Background: Next to KRAS mutation status, additional predictive markers are needed for the response to cetuximab in patients with metastatic colorectal cancer (mCRC). Previous studies indicated that germline polymorphisms in specific genes may predict efficacy and toxicity of cetuximab in mCRC patients.
Methods: Germline DNA was isolated from 246 KRAS wild-type mCRC patients who were treated in the phase III CAIRO2 study with chemotherapy and bevacizumab alone or with the addition of cetuximab. Associations of epidermal growth factor (EGF) 61A>G, EGF receptor (EGFR) CA(14-22), cyclin D1 (CCND1) 932G>A, fragment-C gamma receptor (FCGR) 2A 535A>G and FCGR3A 818A>C polymorphisms with progression-free survival (PFS) and cetuximab-related skin toxicity were studied.

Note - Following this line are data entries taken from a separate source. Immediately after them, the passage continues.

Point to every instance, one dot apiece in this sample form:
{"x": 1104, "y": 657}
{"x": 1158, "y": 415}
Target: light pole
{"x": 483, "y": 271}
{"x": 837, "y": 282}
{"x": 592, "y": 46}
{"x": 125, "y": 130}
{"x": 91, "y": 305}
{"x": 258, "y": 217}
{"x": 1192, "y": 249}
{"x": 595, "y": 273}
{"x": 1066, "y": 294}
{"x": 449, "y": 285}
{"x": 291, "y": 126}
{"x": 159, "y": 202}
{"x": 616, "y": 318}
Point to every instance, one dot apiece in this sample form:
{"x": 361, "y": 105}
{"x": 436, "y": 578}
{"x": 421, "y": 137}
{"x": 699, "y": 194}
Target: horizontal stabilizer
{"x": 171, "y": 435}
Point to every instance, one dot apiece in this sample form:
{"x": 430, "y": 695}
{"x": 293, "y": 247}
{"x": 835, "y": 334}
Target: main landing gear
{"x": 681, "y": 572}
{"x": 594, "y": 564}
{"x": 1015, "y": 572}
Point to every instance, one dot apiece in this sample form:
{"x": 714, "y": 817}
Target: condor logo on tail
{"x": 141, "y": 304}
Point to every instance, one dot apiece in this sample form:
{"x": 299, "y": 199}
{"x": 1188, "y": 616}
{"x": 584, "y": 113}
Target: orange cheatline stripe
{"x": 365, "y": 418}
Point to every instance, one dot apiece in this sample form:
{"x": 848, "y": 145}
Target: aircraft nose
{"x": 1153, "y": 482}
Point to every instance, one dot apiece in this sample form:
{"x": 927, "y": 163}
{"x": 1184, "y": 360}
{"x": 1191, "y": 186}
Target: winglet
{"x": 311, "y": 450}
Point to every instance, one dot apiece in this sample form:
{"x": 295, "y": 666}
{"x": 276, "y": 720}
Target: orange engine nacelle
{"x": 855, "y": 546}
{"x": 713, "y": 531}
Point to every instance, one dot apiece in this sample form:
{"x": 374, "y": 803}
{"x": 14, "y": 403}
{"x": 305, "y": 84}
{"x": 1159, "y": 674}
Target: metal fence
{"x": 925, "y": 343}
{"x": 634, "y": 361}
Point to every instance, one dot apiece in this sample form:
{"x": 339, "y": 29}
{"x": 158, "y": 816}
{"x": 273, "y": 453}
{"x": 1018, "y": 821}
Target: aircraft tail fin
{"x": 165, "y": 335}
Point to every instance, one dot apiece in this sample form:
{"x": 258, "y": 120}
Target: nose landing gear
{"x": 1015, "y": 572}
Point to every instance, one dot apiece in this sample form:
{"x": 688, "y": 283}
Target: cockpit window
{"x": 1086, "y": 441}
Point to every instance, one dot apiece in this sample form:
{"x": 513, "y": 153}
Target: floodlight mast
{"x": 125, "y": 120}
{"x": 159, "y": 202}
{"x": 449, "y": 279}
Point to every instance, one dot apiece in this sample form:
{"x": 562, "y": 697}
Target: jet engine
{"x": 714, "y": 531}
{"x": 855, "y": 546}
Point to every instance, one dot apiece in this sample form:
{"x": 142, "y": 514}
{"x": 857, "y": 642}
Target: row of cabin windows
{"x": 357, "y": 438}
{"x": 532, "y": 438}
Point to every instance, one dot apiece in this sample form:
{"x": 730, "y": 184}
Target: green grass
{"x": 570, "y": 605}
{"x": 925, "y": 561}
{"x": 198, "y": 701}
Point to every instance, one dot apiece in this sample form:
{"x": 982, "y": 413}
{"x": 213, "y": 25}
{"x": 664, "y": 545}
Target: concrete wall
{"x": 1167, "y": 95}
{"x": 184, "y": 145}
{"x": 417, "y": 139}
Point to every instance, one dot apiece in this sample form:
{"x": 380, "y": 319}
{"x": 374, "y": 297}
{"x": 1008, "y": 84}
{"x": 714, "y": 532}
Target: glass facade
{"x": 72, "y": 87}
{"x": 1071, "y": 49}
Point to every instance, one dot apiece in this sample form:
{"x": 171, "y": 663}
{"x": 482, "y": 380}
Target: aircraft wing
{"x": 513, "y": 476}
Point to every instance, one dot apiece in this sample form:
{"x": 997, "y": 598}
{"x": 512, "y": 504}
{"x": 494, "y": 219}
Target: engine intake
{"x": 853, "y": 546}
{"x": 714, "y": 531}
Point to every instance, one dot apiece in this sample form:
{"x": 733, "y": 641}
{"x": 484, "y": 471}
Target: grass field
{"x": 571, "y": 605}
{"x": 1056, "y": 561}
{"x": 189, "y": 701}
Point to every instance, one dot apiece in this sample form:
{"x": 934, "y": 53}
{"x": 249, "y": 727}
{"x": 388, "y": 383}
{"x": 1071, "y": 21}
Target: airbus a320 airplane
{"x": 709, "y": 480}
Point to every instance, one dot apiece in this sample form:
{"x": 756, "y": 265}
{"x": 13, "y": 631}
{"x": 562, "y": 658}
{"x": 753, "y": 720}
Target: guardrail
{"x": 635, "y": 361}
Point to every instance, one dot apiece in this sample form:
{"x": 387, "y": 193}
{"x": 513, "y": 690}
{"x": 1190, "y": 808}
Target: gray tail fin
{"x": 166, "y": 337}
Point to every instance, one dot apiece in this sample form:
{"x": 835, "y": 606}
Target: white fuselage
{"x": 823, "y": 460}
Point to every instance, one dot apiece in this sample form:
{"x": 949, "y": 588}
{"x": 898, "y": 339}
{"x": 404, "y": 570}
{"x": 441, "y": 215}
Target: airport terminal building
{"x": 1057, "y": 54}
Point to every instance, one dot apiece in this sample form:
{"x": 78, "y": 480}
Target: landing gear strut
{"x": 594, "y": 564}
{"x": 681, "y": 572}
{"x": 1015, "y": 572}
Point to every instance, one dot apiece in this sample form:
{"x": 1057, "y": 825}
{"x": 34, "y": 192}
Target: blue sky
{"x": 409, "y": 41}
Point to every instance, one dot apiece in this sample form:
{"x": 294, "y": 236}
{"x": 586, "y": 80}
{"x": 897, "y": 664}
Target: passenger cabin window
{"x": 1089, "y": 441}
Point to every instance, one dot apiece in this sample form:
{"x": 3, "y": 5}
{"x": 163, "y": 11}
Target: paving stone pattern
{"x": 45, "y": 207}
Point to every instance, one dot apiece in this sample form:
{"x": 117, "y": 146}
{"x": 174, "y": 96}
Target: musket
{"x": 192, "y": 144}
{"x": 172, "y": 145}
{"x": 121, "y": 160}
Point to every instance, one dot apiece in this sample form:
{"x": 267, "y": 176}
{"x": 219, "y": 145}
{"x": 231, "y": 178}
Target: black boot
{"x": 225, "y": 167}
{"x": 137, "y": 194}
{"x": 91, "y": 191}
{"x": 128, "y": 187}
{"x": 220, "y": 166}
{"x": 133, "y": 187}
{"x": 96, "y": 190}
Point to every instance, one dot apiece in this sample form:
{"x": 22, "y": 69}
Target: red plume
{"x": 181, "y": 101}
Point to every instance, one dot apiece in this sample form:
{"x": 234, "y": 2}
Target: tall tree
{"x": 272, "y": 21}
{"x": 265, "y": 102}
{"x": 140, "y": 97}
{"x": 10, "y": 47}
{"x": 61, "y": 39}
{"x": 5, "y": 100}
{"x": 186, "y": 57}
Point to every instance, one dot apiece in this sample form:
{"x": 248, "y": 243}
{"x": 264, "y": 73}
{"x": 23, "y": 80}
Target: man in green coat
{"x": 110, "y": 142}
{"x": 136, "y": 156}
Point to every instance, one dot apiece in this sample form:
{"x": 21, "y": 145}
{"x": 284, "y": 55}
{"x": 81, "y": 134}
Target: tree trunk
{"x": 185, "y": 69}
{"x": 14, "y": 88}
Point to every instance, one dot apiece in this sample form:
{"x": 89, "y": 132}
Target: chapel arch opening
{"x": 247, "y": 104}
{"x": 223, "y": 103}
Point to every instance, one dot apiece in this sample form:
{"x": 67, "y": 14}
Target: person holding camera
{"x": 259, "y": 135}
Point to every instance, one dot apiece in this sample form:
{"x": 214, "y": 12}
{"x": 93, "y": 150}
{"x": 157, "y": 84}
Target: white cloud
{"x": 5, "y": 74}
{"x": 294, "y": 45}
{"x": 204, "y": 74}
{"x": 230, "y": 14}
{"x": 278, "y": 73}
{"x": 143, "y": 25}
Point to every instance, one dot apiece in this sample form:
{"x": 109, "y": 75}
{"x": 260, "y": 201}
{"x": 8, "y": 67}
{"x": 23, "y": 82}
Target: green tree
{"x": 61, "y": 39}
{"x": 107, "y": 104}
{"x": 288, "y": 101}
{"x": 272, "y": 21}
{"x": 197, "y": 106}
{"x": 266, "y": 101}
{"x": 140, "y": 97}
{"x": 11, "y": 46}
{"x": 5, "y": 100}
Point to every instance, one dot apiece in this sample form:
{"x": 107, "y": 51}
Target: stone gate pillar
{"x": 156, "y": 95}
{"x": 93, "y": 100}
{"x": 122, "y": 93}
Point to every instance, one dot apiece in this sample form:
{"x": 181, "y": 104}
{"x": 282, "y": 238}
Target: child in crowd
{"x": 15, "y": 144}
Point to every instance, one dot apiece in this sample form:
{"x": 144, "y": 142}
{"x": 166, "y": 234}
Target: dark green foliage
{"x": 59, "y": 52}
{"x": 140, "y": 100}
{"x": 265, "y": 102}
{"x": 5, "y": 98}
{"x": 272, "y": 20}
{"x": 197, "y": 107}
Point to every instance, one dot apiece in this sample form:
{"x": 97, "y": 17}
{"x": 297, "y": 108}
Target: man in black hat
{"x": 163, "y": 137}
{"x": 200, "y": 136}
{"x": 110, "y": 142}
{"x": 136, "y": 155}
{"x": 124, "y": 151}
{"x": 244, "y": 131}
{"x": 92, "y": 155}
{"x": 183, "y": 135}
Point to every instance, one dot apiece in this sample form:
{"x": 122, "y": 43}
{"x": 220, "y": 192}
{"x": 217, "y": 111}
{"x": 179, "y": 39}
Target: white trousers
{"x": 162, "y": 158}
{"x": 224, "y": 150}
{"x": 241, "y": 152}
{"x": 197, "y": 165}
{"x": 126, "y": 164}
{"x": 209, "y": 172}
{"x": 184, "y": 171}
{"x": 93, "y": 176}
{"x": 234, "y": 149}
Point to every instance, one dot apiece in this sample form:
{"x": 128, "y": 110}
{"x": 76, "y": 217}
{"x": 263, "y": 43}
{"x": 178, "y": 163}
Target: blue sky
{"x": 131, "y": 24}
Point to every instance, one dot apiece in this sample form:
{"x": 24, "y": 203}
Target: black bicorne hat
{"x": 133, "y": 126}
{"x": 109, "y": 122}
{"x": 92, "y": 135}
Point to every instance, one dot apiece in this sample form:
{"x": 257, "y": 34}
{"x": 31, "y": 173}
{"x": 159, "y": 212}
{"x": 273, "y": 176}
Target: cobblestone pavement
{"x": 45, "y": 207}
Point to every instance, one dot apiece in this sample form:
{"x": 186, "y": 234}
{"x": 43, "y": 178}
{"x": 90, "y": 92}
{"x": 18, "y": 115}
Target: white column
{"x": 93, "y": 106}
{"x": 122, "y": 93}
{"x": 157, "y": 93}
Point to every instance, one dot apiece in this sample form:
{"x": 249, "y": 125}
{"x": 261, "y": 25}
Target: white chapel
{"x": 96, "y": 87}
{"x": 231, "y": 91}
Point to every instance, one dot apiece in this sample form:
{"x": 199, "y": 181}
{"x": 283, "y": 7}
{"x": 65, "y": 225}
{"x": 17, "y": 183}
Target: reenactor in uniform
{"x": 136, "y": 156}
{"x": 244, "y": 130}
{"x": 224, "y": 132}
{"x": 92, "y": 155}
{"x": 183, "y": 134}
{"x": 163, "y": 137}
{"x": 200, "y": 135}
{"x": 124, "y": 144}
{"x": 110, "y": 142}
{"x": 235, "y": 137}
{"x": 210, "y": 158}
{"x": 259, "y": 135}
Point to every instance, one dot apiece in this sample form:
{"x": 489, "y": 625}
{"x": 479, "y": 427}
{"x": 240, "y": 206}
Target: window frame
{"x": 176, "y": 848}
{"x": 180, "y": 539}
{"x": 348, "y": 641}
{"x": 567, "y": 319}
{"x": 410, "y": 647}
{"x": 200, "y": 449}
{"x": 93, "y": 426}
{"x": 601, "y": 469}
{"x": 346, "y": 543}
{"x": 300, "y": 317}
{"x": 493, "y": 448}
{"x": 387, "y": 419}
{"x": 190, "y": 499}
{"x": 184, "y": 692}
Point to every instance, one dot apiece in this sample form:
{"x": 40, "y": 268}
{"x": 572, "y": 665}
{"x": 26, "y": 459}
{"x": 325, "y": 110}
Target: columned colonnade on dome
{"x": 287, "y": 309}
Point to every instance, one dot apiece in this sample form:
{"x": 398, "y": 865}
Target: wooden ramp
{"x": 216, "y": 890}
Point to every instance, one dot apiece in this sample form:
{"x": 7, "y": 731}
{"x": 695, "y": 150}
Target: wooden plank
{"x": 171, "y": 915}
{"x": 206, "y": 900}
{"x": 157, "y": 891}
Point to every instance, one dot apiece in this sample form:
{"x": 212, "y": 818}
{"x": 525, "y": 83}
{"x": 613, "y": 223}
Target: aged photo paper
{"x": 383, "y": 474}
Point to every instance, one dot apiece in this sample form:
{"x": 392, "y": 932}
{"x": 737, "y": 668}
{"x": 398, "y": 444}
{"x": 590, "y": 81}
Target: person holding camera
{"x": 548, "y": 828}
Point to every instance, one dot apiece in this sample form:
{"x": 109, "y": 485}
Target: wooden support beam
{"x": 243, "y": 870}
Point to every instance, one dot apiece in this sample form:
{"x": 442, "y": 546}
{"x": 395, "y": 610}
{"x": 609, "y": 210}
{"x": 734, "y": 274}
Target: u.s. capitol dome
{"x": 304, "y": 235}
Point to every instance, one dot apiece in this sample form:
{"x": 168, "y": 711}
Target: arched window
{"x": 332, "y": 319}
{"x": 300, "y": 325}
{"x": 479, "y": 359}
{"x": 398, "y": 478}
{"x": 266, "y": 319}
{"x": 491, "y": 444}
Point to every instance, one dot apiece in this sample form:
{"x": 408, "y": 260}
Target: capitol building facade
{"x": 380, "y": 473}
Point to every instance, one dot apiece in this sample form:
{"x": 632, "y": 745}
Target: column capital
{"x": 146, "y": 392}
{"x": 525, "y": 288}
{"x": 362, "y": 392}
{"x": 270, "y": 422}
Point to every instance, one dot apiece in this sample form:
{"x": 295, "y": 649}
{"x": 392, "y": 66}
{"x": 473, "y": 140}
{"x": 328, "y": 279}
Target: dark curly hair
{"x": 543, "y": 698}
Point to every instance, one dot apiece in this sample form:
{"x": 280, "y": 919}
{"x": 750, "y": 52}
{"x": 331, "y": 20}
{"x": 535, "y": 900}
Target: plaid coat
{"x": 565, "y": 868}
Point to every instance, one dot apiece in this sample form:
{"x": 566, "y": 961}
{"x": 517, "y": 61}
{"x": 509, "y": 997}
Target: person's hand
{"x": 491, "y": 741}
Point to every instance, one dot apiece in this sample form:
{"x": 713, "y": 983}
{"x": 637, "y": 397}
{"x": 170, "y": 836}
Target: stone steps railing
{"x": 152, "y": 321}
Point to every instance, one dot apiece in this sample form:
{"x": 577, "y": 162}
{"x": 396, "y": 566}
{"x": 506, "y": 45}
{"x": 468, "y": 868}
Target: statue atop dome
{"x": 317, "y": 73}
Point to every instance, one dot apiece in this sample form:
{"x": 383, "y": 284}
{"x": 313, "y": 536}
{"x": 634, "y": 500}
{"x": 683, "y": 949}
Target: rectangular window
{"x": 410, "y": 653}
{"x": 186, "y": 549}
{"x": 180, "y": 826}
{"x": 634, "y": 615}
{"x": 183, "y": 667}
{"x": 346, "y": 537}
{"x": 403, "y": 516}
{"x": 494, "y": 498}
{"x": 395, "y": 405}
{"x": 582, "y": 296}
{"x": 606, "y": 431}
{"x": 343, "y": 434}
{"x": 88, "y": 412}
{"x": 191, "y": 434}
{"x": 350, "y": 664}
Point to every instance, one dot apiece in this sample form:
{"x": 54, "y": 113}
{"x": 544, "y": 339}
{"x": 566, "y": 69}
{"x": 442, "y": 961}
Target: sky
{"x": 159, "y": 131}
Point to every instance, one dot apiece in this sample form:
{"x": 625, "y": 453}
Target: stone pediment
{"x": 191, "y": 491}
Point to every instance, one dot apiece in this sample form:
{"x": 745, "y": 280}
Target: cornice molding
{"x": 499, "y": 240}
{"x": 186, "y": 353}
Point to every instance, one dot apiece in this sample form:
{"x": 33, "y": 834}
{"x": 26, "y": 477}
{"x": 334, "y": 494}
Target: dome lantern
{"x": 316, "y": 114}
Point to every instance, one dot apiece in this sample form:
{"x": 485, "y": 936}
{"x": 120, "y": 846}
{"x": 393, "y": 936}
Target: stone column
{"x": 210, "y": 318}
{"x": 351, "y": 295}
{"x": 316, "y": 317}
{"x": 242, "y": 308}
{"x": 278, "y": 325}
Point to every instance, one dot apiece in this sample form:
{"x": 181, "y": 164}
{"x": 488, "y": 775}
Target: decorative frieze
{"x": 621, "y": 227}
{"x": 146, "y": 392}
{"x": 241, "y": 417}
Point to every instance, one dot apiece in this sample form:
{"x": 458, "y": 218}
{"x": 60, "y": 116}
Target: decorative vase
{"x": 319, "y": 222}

Results: In cetuximab-treated patients, the FCGR3A 818C-allele was associated with decreased PFS compared with the FCGR3A 818AA genotype (median PFS, 8.2 [95%CI, 6.7-10.3] versus 12.8 [95%CI, 10.3-14.7] months, respectively; HR, 1.57 [95%CI, 1.06-2.34]; P=.025). The EGFR20 genotype was associated with decreased PFS compared with the EGFR<20 genotype (median PFS, 7.6 [95%CI, 6.7-10.0] versus 12.4 [95%CI, 10.3-13.4] months, respectively; HR, 1.58 [95%CI, 1.06-2.35]; P=.024). The FCGR3A and EGFR polymorphisms were not associated with PFS in patients treated without cetuximab. None of the polymorphisms were associated with the incidence of grades 2-3 skin toxicity.
Conclusion: EGFR and FCGR3A germline polymorphisms are associated with PFS in KRAS wild-type mCRC patients treated with cetuximab, bevacizumab and chemotherapy.